19/05 - 14:31, atualizada às 16:30 19/05 - Rodrigo Ledo – Último Segundo/Santafé Idéias
BRASÍLIA – O consórcio liderado pela franco-belga Suez, Energia Sustentável do Brasil, venceu a única concorrente, a Jirau Energia, e terá o direito de construir e operar a Usina Hidrelétrica de Jirau, em Rondônia, segundo empreendimento energético do Complexo do Rio Madeira. A Agência Nacional de Energia Elétrica (Aneel) realizou sob forte esquema de segurança, na tarde desta segunda-feira, o leilão da Usina Hidrelétrica de Jirau.
O consórcio venceu com o valor de R$ 71,40 megawatts hora, um deságio de 21,53%. O edital do leilão previa que o megawatt hora não poderia custar mais que R$ 91.
Segundo o presidente do consórcio, Victor-Frank Paranhos, foi possível atingir o preço vitorioso graças a um planejamento que barateou o projeto da usina. "Somente as mudanças no projeto original, por exemplo, possibilitarão a redução de R$ 1 bilhão no custo da obra civil", afirmou Paranhas.
Outro ponto importante ressaltado pelo executivo foi o adiantamento em cerca de um ano do início das operações da usina, de 2013 para março de 2012. O presidente do consórcio vencedor acrescentou que "a meta é iniciar a construção o mais rápido possível, logo após a emissão da licença de instalação".
Agora, cabe à Energia Sustentável do Brasil definir o percentual de energia que será destinado ao Ambiente de Contratação Regulada (ACR) - no mínimo 70% - e o que será negociado no mercado livre.
Não houve protesto, mas a Aneel reforçou o esquema de segurança com ajuda da Polícia Militar na sua sede em Brasília, onde aconteceu o leilão.
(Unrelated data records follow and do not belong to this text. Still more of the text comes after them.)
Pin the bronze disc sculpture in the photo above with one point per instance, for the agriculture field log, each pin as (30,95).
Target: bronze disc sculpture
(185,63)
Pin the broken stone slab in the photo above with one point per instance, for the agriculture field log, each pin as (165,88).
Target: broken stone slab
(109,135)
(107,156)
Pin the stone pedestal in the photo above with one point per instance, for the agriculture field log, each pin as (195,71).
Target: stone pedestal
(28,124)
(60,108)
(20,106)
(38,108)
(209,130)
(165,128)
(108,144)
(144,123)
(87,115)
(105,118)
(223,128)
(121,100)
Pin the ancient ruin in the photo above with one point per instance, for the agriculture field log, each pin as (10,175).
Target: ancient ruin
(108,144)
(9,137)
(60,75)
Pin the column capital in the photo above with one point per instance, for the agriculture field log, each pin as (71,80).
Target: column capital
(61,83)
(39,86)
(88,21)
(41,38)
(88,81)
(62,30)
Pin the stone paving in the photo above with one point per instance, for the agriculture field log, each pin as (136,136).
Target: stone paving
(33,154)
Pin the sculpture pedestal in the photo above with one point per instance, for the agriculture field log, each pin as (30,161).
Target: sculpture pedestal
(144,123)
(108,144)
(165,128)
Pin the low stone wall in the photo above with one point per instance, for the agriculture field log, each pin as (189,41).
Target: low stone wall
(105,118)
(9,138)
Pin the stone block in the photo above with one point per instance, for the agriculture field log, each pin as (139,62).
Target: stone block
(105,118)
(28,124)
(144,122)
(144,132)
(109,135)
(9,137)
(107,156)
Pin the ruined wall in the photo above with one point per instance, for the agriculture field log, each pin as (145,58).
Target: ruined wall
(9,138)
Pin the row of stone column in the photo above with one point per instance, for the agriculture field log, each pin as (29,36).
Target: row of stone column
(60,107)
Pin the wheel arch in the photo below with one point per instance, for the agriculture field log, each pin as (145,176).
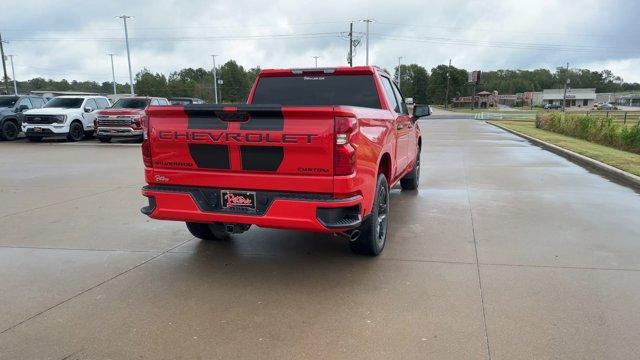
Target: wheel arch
(384,166)
(10,118)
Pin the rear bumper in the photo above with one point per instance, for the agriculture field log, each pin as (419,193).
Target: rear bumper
(309,212)
(119,132)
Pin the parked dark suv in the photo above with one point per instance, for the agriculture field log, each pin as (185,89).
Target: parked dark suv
(185,101)
(11,109)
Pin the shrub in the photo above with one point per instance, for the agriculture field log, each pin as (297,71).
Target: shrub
(600,130)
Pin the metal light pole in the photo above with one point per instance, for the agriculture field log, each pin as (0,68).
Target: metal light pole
(113,75)
(13,75)
(215,79)
(126,38)
(566,83)
(400,72)
(367,21)
(446,94)
(4,66)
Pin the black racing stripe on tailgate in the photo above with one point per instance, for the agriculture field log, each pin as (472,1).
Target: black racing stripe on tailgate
(203,119)
(264,119)
(261,158)
(210,156)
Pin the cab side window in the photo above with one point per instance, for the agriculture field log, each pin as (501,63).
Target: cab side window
(388,92)
(24,101)
(90,103)
(400,99)
(102,103)
(37,102)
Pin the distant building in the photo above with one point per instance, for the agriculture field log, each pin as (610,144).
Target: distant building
(575,97)
(482,100)
(629,100)
(532,98)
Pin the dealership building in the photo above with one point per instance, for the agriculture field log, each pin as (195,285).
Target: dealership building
(575,97)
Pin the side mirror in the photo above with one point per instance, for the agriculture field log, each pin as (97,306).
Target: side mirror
(420,111)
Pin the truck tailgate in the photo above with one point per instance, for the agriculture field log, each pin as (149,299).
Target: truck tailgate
(243,147)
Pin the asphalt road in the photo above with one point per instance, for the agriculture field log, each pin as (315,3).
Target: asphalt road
(506,252)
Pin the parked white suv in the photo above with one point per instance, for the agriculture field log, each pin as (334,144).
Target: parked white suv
(70,116)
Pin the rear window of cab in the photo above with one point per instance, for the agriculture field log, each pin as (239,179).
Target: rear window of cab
(318,90)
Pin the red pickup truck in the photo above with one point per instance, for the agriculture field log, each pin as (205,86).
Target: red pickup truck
(313,149)
(124,118)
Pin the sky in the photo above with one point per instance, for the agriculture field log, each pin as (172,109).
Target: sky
(71,39)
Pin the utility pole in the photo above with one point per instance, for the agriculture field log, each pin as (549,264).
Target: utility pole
(564,98)
(351,43)
(400,72)
(215,79)
(446,93)
(126,38)
(368,21)
(4,65)
(113,75)
(13,75)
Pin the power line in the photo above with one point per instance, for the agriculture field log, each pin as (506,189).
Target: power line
(458,28)
(185,38)
(502,44)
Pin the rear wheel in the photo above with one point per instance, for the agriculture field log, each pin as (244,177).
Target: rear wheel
(411,181)
(76,132)
(202,231)
(373,231)
(9,131)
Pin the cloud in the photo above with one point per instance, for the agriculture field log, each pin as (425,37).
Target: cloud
(168,35)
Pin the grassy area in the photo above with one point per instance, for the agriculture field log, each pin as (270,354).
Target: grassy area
(475,111)
(623,160)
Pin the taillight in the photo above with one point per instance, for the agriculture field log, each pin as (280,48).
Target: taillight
(146,144)
(138,121)
(344,158)
(146,153)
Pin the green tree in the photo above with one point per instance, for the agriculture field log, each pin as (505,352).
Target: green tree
(437,89)
(235,88)
(413,82)
(149,84)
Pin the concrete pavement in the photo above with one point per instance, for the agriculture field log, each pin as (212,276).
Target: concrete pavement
(506,252)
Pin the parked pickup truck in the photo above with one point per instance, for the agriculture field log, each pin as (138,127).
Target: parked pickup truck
(322,159)
(124,119)
(11,113)
(64,116)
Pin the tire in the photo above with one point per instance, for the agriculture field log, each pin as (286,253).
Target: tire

No primeiro leilão do Complexo, da Usina de Santo Antônio, manifestantes de duas organizações não-governamentais promoveram uma tentativa de invasão do prédio.
Marina Silva
O leilão abriu definitivamente a fronteira amazônica para a construção de grandes empreendimentos energéticos na região. A derrota da ex-ministra Marina Silva na disputa com a ministra-chefe da Casa Civil, Dilma Rosseuf, em torno das licenças ambientais para as hidrelétricas do rio Madeira foi um dos motivos que levaram Marina a sair do cargo.
A estimativa da Empresa de Pesquisa Energética é de que obras demandem um investimento total de R$ 8,7 bilhões. Somente o leilão envolve gastos aproximados de R$ 1 milhão. A capacidade de Jirau é de 3,3 mil megawatts.
Custos do leilão
O custo de realização do leilão está calculado em aproximadamente R$ 1 milhão. Envolve gastos com aperfeiçoamento de sistemas, aluguel de serviços, contratação de empresa privada de segurança e compra de materiais.
O presidente da Comissão Especial de Licitação da Aneel, Hélvio Guerra, disse, no entanto, que os gastos são pequenos ante a importância estratégica do projeto para o abastecimento de energia no País.
“Para o sistema elétrico [a obra] é fundamental. Junto com a [capacidade da Usina] de Santo Antônio é quase [a capacidade de] meia [Usina de] Itaipu. Então o custo do leilão é inexpressivo pela energia que estará no Sistema Interligado Nacional para ser distribuída ao país inteiro. Não vai atender exclusivamente a Região Norte”, ressaltou Guerra.
Consórcios
O consórcio Energia Sustentável do Brasil é liderado pela franco-belga Suez (50,1%), além de Camargo Corrêa Investimentos em Infra-Estrutura (9,9%), Eletrosul Centrais Elétricas (20%) e Companhia Hidro Elétrica do São Francisco - Chesf (20%).
O consórcio Jirau Energia é composto por Odebrecht Investimentos em Infra-Estrutura (17,6%), Construtora Norberto Odebrecht S/A (1%), Andrade Gutierrez Participações S/A (12,4%), Cemig Geração e Transmissão S/A (10%), Furnas Centrais Elétricas (39%) e o Fundo de Investimentos em Participações Amazônia Energia (20%) - do qual participam os bancos Banif e Santander.